UK’s Aveva and France’s Schneider Electric call off planned merger citing risk
The proposed merger between French electrical giant Schneider Electric (SCHN.PA) and Britain's energy industry software provider Aveva (AVV.L) has been called off. The companies said the deal was too “risky and expensive.” They said talks were being called off under mutual consent and no break away fees is involved.
The two companies inked a non-binding agreement in July by which Aveva would have got Schneider’s industrial software business and 550 million pounds or about US $834 million (AU$1.16 billion) in cash at the current exchange rates, reports Reuters.

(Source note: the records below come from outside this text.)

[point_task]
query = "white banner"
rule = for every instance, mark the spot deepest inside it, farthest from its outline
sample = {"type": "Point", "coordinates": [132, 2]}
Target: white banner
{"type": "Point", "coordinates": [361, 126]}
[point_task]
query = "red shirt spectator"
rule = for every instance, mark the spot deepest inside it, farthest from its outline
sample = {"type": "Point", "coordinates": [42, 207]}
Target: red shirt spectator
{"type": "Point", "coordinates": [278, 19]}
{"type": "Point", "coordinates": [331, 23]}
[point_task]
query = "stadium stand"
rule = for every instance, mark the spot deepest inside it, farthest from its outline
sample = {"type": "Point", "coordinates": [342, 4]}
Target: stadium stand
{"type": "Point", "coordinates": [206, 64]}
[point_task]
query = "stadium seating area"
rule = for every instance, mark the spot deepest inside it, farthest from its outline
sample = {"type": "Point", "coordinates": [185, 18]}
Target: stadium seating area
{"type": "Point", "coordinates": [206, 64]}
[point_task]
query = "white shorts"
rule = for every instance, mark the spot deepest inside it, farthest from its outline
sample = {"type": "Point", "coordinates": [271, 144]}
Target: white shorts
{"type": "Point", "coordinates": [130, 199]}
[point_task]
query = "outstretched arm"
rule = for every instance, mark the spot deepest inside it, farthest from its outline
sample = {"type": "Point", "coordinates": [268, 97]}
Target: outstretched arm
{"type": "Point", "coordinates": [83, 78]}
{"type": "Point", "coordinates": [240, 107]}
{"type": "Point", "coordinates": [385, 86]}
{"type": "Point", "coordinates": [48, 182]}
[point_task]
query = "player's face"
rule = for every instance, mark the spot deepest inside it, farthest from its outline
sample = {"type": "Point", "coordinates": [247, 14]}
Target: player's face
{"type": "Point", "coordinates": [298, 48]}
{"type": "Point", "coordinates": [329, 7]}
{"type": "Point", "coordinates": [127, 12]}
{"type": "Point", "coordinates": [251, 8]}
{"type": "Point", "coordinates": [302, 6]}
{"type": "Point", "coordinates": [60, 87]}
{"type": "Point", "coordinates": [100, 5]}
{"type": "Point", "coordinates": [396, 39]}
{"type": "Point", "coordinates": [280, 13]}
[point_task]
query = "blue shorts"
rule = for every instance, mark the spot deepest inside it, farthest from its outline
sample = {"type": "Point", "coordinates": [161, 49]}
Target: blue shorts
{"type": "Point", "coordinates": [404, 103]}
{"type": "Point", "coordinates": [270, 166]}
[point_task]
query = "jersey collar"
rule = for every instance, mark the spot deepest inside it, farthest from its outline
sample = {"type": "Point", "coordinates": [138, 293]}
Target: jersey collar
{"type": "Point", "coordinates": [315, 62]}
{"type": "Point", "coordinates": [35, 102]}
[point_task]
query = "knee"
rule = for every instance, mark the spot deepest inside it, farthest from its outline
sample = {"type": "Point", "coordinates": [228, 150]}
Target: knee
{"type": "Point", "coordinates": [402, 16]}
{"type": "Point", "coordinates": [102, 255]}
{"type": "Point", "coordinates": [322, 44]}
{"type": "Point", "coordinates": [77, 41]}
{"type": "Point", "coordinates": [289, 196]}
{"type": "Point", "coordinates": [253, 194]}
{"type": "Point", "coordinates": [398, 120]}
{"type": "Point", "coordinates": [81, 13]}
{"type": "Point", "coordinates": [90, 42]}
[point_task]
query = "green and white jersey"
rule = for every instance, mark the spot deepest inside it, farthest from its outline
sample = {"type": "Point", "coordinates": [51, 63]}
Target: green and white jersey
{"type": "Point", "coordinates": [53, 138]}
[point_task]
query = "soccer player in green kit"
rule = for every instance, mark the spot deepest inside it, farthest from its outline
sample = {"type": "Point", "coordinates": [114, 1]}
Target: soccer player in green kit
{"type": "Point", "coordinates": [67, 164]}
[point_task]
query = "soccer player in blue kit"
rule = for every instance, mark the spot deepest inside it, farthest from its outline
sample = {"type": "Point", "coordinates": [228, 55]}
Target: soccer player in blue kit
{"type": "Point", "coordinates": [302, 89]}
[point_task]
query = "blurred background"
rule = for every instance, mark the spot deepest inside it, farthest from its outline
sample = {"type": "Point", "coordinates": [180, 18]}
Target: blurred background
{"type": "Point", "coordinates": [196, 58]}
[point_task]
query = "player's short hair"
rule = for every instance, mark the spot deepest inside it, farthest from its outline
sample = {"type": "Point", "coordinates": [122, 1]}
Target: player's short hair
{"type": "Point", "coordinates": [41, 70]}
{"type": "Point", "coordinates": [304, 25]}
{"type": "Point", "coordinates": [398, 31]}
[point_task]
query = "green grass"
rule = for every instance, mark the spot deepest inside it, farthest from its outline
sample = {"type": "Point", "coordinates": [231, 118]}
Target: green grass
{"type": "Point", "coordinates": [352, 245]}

Aveva was founded in 1967 as a spin-off from Cambridge University and makes software for designing oil rigs, ships and nuclear power stations. Schneider is into electric components and energy management systems.
“The anticipated uplift in shareholder value was unlikely to have been realised to the extent previously considered,” Aveva said.

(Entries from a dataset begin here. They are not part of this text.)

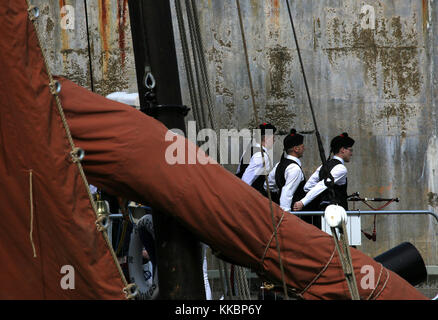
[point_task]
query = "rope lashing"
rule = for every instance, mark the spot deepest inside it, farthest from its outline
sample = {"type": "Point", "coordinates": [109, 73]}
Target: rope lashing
{"type": "Point", "coordinates": [102, 223]}
{"type": "Point", "coordinates": [31, 213]}
{"type": "Point", "coordinates": [55, 87]}
{"type": "Point", "coordinates": [34, 12]}
{"type": "Point", "coordinates": [130, 291]}
{"type": "Point", "coordinates": [77, 154]}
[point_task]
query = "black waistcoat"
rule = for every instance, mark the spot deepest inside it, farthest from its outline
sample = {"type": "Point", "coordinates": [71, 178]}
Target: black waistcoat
{"type": "Point", "coordinates": [259, 181]}
{"type": "Point", "coordinates": [340, 191]}
{"type": "Point", "coordinates": [280, 179]}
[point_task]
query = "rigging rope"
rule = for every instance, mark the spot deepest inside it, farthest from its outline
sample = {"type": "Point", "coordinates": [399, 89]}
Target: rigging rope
{"type": "Point", "coordinates": [187, 63]}
{"type": "Point", "coordinates": [318, 137]}
{"type": "Point", "coordinates": [89, 47]}
{"type": "Point", "coordinates": [275, 226]}
{"type": "Point", "coordinates": [31, 214]}
{"type": "Point", "coordinates": [127, 288]}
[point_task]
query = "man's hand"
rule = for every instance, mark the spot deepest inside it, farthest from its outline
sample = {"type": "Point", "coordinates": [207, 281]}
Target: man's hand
{"type": "Point", "coordinates": [298, 206]}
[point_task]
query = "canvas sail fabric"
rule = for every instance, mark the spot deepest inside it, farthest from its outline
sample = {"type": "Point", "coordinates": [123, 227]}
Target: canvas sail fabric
{"type": "Point", "coordinates": [32, 138]}
{"type": "Point", "coordinates": [125, 154]}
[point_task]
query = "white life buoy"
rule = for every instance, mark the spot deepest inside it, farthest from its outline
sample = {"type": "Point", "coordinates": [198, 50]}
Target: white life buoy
{"type": "Point", "coordinates": [141, 274]}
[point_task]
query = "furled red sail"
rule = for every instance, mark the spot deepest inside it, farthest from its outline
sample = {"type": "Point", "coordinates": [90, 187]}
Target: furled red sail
{"type": "Point", "coordinates": [125, 154]}
{"type": "Point", "coordinates": [47, 228]}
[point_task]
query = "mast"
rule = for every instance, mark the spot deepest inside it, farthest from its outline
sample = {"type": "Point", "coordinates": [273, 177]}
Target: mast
{"type": "Point", "coordinates": [178, 251]}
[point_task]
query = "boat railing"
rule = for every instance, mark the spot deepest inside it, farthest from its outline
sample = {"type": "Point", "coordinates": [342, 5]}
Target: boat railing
{"type": "Point", "coordinates": [372, 212]}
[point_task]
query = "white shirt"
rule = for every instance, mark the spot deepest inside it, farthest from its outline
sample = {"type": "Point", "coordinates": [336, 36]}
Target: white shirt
{"type": "Point", "coordinates": [314, 187]}
{"type": "Point", "coordinates": [293, 176]}
{"type": "Point", "coordinates": [255, 166]}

In a reaction, Kepler Cheuvreux analyst William Mackie said scrapping the deal is a good move by Schneider.
“It avoids pursuit of a complex industrial software strategy and consent to a premium price at a time when Aveva's core markets are experiencing deteriorating demand,” the analyst noted.
Risk element
For Aveva, the merger was posing the risk of reducing its exposure to oil and gas markets, which is 45 percent of its total revenue. That segment is already under pressure from falling oil prices and low demand in rigs design work.
“The risk element got beyond bearable from our shareholders' point of view,” Aveva chief executive Richard Longdon told the Telegraph . He said the software assets that Schneider wanted to merge with Aveva were very much intertwined with Schneider. Separating them as a freestanding business was more complicated than originally envisaged, he added.
Integration challenges
“During the due diligence process, significant integration challenges were identified that could not be overcome without considerable additional risk and cost,” Aveva said in a news release, added New York Times.
The news of scuppered deal tumbled the share price of Aveva by nearly 36 percent in London on Tuesday. Aveva maintains that the highly complex structure of the proposed transaction will not help in giving the anticipated boost to shareholder value than previously envisaged. The deal would have given Schneider Electric a 53.5 percent stake in Aveva with the transaction becoming a classic case of reverse merger under the UK takeover rules.